Zum 75. Mal wird an diesem Sonntag in der „Gedenkstätte der Sozialisten“ in Friedrichsfelde der Ermordung der KPD-Gründer gedacht / Erstes Monument wurde 1926 eingeweiht  ■ Von Severin Weiland

Der Zentralfriedhof in Friedrichsfelde ist ein einsamer Ort. Besucher verirren sich selten hierhin. Nur einmal im Jahr, in der zweiten Januarwoche, ziehen Massen durch das Gittertor an der Gudrunstraße. Einer Pilgerfahrt gleich, werden Blumen abgelegt an jener „Gedenkstätte der Sozialisten“, um dessen Block aus Porphyr die Platten mit den Inschriften von Rosa Luxemburg und Karl Liebknecht neben denen anderer Revolutionäre liegen, die im Januar 1919 ermordet und später auf dem Friedhof beigesetzt worden waren. 1951 auf Betreiben der SED wiederhergestellt, war die Stätte bis vor fünf Jahren ein Ort organisierter Willensbekundung für den Arbeiter-und-Bauern-Staat.

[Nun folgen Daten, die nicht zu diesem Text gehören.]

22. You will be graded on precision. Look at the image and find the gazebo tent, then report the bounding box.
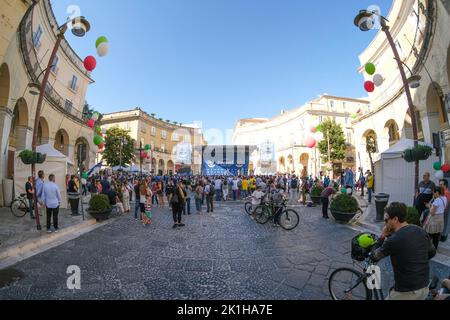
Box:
[375,139,439,206]
[14,144,76,209]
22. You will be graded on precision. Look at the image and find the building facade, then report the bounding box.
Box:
[353,0,450,170]
[102,108,205,175]
[233,95,369,176]
[0,0,98,205]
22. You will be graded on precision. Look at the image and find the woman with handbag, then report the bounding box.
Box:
[423,187,447,250]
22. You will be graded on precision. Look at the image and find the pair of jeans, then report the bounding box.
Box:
[47,207,59,230]
[367,188,373,203]
[206,196,214,212]
[183,198,191,215]
[195,198,202,212]
[28,199,33,218]
[322,197,330,218]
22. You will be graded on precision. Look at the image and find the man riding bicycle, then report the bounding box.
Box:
[372,202,436,300]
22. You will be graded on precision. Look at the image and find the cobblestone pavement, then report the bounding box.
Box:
[0,203,450,300]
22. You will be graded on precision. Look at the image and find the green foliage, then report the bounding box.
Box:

Doch mit dem Exitus der DDR wurde – zur Überraschung vieler – keinesfalls das Gedenken an Liebknecht und Luxemburg, den ehemaligen SPD-Mitgliedern und späteren Gründern der KPD, mitbegraben. Dies ist wohl nicht nur der Tatsache geschuldet, daß allen voran die PDS – wie in den Jahren zuvor – auch für diesen Sonntag kräftig mobilisiert. Trotz aller Vereinnahmungsversuche ragen die Ideen von Liebknecht und Luxemburg für viele Menschen offenbar über 40 Jahre DDR-Sozialismus hinaus – schließlich wurden die Schriften der Ermordeten auch von der SED nur mit spitzen Fingern angefaßt.

Daß einst auf dem Zentralfriedhof ein kunsthistorisches Monument der Toten gedacht hatte – darauf deutet heute nichts mehr hin. Am 13. Juni 1926 war hier ein expressionistisches Klinkermonument nach den Plänen des Architekten Mies van der Rohe eingeweiht worden. Die aus Mauerschollen aufeinandergetürmte Wand, an dessen Vorderfront ein Stern mit Hammer und Sichel prangte, war von Anbeginn ein ungeliebtes Objekt. Denn die Gelder für das „Revolutionsdenkmal für Karl Liebknecht und Rosa Luxemburg und viele andere revolutionäre Kämpfer der deutschen Arbeiterbewegung“ hatte die KPD unter ihren Anhänger gesammelt.

In der Endzeit der Weimarer Republik, als die Kommunisten neben dem System auch die Sozialdemokraten als „Sozialfaschisten“ unerbittlich bekämpften, wurde van der Rohes Bau zum verlängerten Kampfplatz der ideologischen Auseinandersetzung. Zum vorläufig letzten Mal pilgerten im Januar 1933, kurz vor der Machtübernahme der Nationalsozialisten, die Massen zum Grab der beiden Revolutionäre.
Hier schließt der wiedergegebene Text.